It is required to be true with the CNI setting that we want to use, the init container is not an option due to the security privileges needed. My point is that I see Values.istio_cni.enabled conditionals in various part of the istio helm manifests, that add or not annotations to pods. For example, https://github.com/istio/istio/blob/release-1.9/manifests/charts/istiod-remote/files/injection-template.yaml#L13

Confirmed with istioctl manifest generate, the daemonset is added by default when the istio cni component is enabled. I have filed https://github.com/istio/istio/issues/37855 to upstream, let's see if they come back.

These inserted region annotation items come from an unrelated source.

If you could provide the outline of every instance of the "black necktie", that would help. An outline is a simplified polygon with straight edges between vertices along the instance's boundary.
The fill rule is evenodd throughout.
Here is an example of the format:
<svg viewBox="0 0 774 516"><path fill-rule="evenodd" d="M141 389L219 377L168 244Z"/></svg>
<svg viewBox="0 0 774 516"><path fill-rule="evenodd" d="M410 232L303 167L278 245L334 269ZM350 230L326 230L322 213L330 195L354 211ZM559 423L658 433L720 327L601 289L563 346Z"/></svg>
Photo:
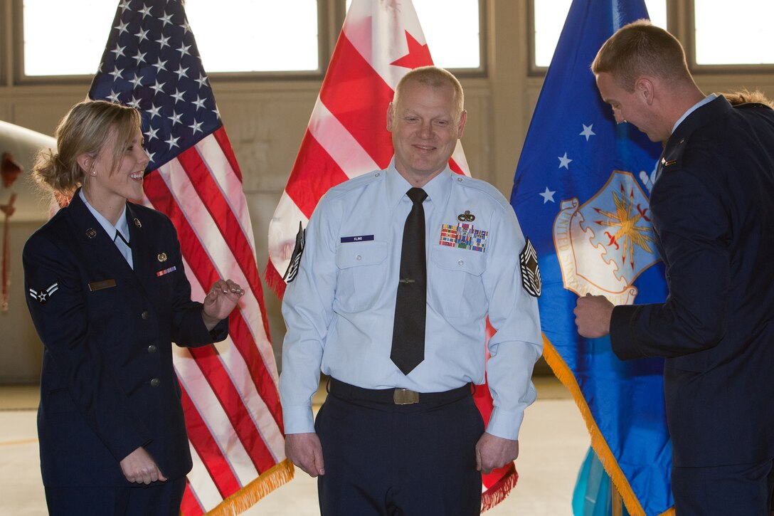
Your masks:
<svg viewBox="0 0 774 516"><path fill-rule="evenodd" d="M115 236L113 237L113 242L115 242L117 239L121 239L121 241L123 242L125 244L126 244L127 247L130 249L132 248L132 244L130 244L128 241L124 238L124 236L122 235L121 232L118 231L118 229L115 230Z"/></svg>
<svg viewBox="0 0 774 516"><path fill-rule="evenodd" d="M392 349L389 357L408 374L425 359L425 312L427 269L425 263L425 210L427 194L411 188L406 195L414 203L403 226L400 251L400 281L395 303Z"/></svg>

I also tried to deploy the settings to the ml-serve-eqiad cluster, and the daemonset fails to come up due to missing hostPath volumes capabilities (as expected, it would need a special psp policy for it). One half-baked solution could be to deploy the istio-cni component via istioctl, and leave the daemon-set in that state while we deploy the CNI binaries + /etc config via puppet, but it is not a great solution.

Would you try this hack? :-)
This rewrites the DaemonSet to be a Deployment with 0 replicas. As no Pods will be created, I think this should not trigger PSP and it will not leave us with a "looks broken" DaemonSet on each node.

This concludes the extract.